Spambots, computer programs which automatically troll web pages so that they could harvest Email Addresses have been around for a while. Although considered a nuisance, they have never been thoroughly researched, nor considered such a great threat. But a recent discovery by a French security researcher who goes by an online handle "Benkow" may change all that. The researcher discovered, as he puts it, "an open and accessible" server that contains 630 million addresses, as well as Millions of SMTP credentials, covering the whole world. Spambot dubbed 'Onliner Spambot,' located somewhere in the Netherlands hosts this database that is stored without any controls.
Anyone could misuse your credentials
Spam is an absolute online nuisance even creating a category of spam professionals. Key social media outlets like Facebook are doing everything to rid themselves and their users of such posts and users. Still, the gravity of the problem seems yet to be taken more seriously, and Benkow's discovery of 'Onliner' might go a long way in that direction.
According to the discovered information, this server that can be accessed by practically anybody is used not only to spread spam but since 2016 has also been used to spread a banking trojan called 'Ursnif.' This Trojan attacks targeted computers and steal all the banking and credit card information available, as well as login details and passwords located in web browsers and other software.
Along with 630 million email addresses, Benkow discovered around 80 million SMTP credentials, which are then used to send spam, and possibly malware to those millions of email addresses. In this manner the spam and malware can bypass anti-spam measures at mail servers, making them look as they are coming from legitimate email addresses.

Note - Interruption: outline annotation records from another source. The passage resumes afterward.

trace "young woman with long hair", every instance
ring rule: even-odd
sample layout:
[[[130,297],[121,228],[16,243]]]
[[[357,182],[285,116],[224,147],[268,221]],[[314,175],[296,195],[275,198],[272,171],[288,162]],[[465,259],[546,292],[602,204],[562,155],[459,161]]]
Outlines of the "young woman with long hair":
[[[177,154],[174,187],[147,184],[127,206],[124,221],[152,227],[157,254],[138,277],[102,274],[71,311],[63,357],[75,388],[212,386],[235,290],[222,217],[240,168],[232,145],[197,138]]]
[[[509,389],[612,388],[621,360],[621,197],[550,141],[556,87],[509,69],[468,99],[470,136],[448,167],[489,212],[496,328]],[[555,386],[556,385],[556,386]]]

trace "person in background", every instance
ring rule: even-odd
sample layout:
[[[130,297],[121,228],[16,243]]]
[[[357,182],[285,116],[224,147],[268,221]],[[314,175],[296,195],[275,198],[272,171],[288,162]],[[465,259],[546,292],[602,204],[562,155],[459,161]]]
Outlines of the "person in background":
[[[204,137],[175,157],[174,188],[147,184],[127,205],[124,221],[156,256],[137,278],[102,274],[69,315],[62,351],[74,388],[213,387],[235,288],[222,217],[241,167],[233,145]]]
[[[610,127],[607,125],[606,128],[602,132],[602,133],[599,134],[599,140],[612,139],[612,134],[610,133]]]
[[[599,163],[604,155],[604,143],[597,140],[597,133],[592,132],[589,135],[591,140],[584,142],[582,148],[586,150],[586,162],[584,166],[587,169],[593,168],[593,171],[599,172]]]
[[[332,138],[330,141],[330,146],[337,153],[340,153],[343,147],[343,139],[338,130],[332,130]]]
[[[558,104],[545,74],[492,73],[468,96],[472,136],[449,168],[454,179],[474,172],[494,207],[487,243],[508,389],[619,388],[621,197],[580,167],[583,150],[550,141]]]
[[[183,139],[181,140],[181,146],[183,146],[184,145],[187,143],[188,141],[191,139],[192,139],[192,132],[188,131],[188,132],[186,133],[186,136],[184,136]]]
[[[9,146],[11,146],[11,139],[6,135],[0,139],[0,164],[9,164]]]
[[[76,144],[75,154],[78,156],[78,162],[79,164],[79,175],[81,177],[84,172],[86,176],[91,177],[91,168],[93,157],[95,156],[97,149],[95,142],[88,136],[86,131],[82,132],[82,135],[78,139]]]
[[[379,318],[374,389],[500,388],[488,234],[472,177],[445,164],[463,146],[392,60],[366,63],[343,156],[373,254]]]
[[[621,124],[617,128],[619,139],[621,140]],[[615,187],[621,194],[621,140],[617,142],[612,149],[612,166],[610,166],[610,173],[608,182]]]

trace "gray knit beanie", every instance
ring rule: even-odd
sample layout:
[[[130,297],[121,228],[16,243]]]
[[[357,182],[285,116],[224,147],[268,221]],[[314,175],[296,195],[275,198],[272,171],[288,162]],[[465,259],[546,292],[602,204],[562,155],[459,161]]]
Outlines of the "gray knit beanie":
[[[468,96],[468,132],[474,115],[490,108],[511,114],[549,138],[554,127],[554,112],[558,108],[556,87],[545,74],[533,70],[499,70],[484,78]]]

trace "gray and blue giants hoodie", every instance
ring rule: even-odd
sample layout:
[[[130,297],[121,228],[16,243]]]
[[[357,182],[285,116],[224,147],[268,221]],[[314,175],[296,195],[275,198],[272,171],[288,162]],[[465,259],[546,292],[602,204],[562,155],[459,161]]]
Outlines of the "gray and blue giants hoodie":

Many email addresses found seem to be gathered through different data breaches, including LinkedIn, MySpace and Dropbox. Also, 2 million of the addresses seem to be gathered through a Facebook phishing campaign.
How to avoid spambots
According to Troy Hunt, another security researcher, this the largest batch of data that has been breached so far.
But, as he says, the number of humans involved is somewhat less, since the data was scraped from the web and is malformed. Still, the necessity of taking protective measures in no way diminishes.
Since the list is accessible to practically anybody, it might be advisable to check if your email address is on this list and if affected, change your email passwords as soon as possible. Using a two-factor authentication would also be strongly advisable. For website owners, it would be wise to consider more advanced measures like 'address munging' and hiding the addresses, like replacing @ sign with 'at,' which will probably require advice from somebody with a more detailed knowledge.